MR has previously been used to explore effects of age at menarche on cardiometabolic health outcomes (included systolic and diastolic blood pressure), but AAM was not clearly or inconsistent associated with any other cardiovascular risk factor (56) (57). It therefore remains unclear whether the previously reported associations between AAM and health outcomes reflect a causal effect. However, the causal relationship between younger AAM and higher blood pressure was obvious in our study. The causal relationship between AAM and cardiovascular diseases such as blood pressure is also consistent with epidemiological studies (58, 59). We also observed a causal effect of AAM on age at first live birth. Early AAM is also associated with early marriage, which may have particularly important implications for age at first live birth (60). A phenome-wide Mendelian randomization study results of AAM with 17,893 health-related traits suggest that younger age at menarche has potential effects on a broad range of health-related traits. Follow-up analysis indicated imprecise evidence of an effect of younger AAM on several outcomes, including lower lung function, confidence intervals were wide and often included the null (61). Therefore, larger study populations are needed to re-examine these relationships. The analyses of genetic correlation and casual effect are relatively rough in this study, and the results are only suggestive for AAM-related diseases and traits. We will further explore the causal association of AAM with some diseases and traits.

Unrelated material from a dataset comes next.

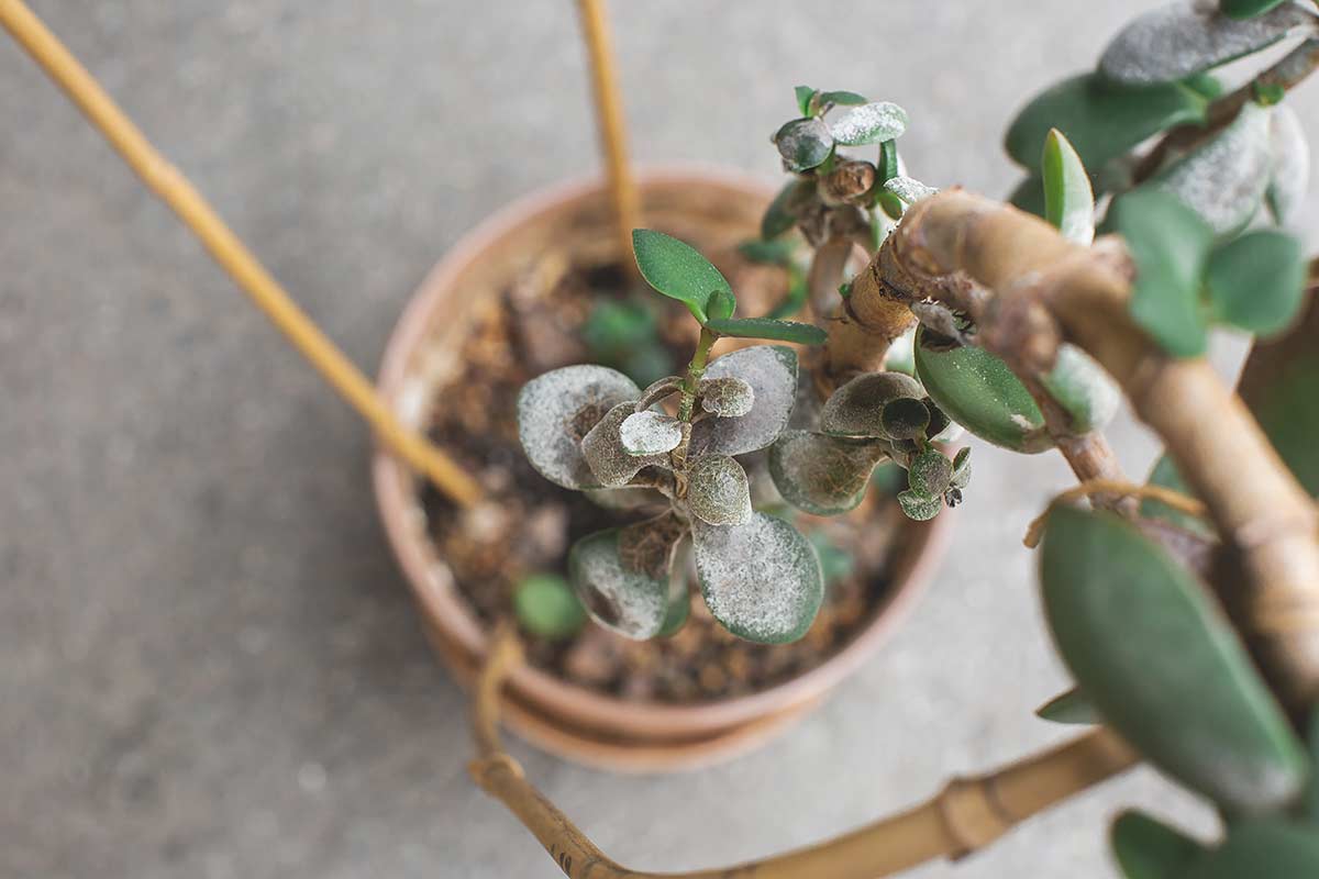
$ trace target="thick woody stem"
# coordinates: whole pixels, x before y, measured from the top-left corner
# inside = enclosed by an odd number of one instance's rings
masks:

There are some limitations in our study. Firstly, we combined the summary statistics using fixed-effects model, which does not account for genetic heterogeneity that may arise from multiple race/ethnic populations. However, the random-effects model that is more robust to genetic heterogeneity is over-conservative (62). We noticed that it is a convention to perform fixed-effects model analysis even with multiple ethnic participants (63, 64). In addition, the dataset we used in the genetic correlations and causal inference analyses contains both females and males. We expected that choosing to use a dataset that includes both males and females would have attenuated the association signal between AAM and correlated traits in this study, thus rendering our results conservative (65). Therefore, future MR studies may be warranted to verify our results in female only samples (when such samples are available).
In summary, by performing European ancestry-specific and trans-ancestry meta-analyses for AAM, we generated an atlas of candidate SNPs and genes involved in AAM determination and its shared regulation with multiple cardiometabolic traits. Our findings may further elucidate the mechanisms that determine the timing of AAM and underlie its links to disease risk.